[PATCH] [RFC] xfs: make xfs_writepage_map extent map centric

Dave Chinner <david@xxxxxxxxxxxxx> · Wed, 11 Oct 2017 19:11:31 +1100

From: Dave Chinner <dchinner@xxxxxxxxxx>

xfs_writepage_map() iterates over the bufferheads on a page to decide
what sort of IO to do and what actions to take. However, when it comes
to reflink and deciding when it needs to execute a COW operation, we no
longer look at the bufferhead state but instead we ignore than and look up
internal state held in teh COW fork extent list.
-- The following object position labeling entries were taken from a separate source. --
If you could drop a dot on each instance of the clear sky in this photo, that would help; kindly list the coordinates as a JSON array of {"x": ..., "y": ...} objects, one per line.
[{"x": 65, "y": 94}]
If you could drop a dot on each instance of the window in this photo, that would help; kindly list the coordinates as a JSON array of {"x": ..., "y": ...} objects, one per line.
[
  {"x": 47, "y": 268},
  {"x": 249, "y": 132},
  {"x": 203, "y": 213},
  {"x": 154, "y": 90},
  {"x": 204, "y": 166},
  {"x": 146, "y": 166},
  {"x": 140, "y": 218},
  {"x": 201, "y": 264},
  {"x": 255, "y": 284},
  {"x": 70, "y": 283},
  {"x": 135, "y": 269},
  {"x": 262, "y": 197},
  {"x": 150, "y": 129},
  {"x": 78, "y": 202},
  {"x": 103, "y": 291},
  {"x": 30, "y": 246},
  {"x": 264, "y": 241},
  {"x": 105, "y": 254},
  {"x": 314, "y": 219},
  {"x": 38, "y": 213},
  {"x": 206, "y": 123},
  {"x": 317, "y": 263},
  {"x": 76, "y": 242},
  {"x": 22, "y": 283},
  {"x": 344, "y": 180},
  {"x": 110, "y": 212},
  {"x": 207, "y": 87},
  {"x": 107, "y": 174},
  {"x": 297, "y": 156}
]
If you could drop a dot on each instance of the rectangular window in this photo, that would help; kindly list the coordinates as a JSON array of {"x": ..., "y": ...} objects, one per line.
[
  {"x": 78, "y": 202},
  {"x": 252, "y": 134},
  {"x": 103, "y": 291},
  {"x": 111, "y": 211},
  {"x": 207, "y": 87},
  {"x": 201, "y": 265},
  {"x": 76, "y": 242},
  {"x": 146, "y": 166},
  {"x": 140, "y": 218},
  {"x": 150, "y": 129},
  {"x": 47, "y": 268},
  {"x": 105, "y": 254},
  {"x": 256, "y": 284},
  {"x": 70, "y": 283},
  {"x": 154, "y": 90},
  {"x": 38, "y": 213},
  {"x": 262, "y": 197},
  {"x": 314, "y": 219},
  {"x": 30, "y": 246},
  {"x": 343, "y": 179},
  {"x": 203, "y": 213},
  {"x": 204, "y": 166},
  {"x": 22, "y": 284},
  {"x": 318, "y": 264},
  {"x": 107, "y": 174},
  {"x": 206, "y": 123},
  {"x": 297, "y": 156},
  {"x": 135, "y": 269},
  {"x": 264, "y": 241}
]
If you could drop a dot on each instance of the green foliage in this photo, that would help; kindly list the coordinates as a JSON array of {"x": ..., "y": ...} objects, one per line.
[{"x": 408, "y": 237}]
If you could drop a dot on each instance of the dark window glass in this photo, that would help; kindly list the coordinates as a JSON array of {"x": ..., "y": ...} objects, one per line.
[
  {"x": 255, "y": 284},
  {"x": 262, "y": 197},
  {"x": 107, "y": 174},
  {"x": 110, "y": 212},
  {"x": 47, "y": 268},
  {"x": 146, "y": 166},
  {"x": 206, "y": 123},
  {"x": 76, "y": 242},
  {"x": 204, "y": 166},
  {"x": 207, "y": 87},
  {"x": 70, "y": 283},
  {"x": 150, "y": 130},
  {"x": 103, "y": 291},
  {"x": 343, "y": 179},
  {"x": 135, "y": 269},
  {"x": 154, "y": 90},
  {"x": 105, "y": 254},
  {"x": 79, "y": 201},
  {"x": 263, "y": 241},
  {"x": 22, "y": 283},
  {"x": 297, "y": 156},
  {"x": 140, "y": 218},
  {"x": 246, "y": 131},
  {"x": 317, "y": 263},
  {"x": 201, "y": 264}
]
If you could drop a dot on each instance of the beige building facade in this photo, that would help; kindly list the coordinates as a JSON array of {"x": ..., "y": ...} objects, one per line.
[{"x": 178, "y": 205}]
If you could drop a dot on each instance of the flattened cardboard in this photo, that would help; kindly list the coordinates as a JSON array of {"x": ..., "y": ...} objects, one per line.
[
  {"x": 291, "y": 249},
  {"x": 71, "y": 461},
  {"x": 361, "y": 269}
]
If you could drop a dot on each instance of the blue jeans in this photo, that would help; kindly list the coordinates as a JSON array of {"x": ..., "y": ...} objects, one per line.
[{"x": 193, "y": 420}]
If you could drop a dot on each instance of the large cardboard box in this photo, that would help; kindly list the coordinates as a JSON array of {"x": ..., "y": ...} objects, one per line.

This means xfs_writepage_map() is somewhat confused. It does stuff, then
ignores it, then tries to handle the impedence mismatch by shovelling the
results inside the existing mapping code. It works, but it's a bit of a mess and
it makes it hard to fix the cached map bug that the writepage code currently
has.

To unify the two different mechanisms, we first have to choose a direction.
That's already been set - we're de-emphasising bufferheads so they are no longer
a control structure as we need to do taht to allow for eventual removal. Hence
we need to move away from looking at bufferhead state to determine what
operations we need to perform.

We can't completely get rid of bufferheads yet - they do contain some state that
is absolutely necessary, such as whether that part of the page contains valid
data or not (buffer_uptodate()). Other state in the bufferhead is redundant:

	BH_dirty - the page is dirty, so we can ignore this and just write it
	BH_delay - we have delalloc extent info in the DATA fork extent tree
	BH_unwritten - same as BH_delay
	BH_mapped - indicates we've already used it once for IO and it's mapped
		    to a disk address. Needs to be ignored for COW blocks.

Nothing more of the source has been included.